Publication: Chem Intel Lab Sys
Software: ADMET Predictor®

Abstract

Plasma protein binding (PPB) is a key player of drug ADME (absorption, distribution, metabolism, elimination) behaviors, enabling PPB to have significant impact on drug efficacy and toxicity. As drug discovery enters the era of rational drug design, it is desirable to use in silico model to predict PPB so as to achieve rapid initial screening for potential candidate compounds prior to further time-consuming and costly in vitro and in vivo experimental assay. In this study, a global quantitative structure-activity relationship (QSAR) model of PPB was built on the basis of a large training set comprising more than 5000 compounds to represent large structural diversity.

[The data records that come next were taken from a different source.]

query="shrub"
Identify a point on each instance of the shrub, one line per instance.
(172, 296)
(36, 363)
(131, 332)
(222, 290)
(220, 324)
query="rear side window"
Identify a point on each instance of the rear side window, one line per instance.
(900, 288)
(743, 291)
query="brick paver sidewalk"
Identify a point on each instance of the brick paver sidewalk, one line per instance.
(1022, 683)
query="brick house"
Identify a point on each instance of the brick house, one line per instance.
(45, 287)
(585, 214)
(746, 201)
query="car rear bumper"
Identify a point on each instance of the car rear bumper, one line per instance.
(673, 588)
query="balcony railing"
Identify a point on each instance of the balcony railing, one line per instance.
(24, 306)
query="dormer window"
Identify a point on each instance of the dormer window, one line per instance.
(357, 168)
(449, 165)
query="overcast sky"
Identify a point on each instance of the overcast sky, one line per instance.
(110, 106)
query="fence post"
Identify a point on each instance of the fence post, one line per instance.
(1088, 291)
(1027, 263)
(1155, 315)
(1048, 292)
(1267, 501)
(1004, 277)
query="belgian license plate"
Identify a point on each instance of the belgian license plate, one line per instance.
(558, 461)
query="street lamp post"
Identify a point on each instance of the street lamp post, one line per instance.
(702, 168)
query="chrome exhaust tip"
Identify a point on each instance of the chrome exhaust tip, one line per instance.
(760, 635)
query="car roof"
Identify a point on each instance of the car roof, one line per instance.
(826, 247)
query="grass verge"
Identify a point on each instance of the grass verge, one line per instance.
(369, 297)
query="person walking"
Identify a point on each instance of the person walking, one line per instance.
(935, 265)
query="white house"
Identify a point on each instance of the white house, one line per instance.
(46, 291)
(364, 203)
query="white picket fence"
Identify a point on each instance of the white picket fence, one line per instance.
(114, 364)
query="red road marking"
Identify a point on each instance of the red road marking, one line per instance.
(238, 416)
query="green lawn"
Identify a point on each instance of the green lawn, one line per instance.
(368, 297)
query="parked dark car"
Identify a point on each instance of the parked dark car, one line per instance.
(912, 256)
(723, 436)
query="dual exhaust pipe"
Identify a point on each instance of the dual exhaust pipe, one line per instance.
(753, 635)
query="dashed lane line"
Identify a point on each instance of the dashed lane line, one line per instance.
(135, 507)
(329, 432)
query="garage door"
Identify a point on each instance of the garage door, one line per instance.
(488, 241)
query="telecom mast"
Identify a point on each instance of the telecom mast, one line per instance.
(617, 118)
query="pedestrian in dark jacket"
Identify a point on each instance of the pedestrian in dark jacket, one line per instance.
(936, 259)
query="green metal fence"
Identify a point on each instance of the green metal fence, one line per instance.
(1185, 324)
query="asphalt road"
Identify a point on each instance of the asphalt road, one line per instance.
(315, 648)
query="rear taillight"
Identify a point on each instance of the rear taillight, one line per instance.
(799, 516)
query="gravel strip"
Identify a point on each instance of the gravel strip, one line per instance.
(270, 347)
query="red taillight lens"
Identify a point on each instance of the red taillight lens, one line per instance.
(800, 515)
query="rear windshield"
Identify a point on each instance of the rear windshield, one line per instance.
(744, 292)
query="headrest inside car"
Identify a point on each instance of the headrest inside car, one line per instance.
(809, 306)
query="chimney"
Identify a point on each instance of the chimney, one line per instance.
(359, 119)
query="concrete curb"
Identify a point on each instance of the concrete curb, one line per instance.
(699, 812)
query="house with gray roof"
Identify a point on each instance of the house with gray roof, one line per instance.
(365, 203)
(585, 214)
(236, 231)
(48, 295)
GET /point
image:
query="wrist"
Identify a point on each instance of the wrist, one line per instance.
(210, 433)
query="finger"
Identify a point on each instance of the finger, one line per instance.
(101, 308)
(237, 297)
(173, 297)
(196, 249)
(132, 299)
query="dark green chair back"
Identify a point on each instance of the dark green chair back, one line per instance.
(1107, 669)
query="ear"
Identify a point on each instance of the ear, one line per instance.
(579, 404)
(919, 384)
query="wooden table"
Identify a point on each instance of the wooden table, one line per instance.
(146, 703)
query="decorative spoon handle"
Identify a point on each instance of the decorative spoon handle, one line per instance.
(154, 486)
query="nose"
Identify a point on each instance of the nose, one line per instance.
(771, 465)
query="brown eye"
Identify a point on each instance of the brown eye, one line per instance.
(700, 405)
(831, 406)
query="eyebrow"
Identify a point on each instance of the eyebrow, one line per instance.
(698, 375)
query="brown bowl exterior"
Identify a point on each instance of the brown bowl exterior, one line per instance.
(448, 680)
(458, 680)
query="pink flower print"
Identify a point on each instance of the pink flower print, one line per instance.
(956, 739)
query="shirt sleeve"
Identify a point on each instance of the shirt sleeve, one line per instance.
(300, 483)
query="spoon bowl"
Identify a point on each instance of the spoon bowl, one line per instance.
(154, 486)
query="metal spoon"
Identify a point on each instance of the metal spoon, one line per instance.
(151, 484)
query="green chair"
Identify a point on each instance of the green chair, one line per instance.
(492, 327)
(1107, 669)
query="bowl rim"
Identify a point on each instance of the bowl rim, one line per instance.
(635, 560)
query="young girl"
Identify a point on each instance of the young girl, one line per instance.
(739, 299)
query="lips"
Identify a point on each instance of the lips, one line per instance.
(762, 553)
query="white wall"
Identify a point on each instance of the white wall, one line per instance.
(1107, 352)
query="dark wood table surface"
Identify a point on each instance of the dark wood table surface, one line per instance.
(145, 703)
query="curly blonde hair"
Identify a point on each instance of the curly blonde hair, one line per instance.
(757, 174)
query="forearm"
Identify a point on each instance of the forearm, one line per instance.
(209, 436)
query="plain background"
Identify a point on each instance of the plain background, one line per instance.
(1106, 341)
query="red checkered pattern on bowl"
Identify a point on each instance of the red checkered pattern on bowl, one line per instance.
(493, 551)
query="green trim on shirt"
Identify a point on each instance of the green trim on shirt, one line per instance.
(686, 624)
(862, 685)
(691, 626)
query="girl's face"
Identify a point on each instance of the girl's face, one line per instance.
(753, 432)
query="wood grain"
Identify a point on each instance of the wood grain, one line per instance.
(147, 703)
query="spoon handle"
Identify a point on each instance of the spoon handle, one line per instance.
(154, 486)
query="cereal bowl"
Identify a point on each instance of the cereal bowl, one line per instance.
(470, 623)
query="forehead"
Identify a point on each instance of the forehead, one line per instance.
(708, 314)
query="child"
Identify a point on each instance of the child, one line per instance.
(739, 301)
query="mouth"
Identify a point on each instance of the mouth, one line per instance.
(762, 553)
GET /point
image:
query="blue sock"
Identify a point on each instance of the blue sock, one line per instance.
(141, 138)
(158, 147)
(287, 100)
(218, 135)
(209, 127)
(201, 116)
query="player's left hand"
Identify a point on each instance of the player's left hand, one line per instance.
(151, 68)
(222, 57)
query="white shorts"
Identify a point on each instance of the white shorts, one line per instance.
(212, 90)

The uneven distribution of PPB was often rectified by two mathematical transformations of PPB but this led to a decrease in prediction accuracy at the lower binding level. To resolve this problem, we proposed a novel strategy to build models for different binding levels. The best model yielded much lower mean absolute error (MAE) of 0.076 on the test set than published models and the MAE was further reduced to 0.041 ​at the high level of binding (0.8–1). The models also performed excellent in the validation set containing some compounds from traditional Chinese medicine. In addition, the applicability domain was determined to identify new compounds which are appropriate for prediction using our built models. In conclusion, this study developed a novel strategy to construct robust QSAR model for PPB prediction which could be used by chemists to predict the PPB of candidate compounds efficiently and make structural modification in the early stage of drug development.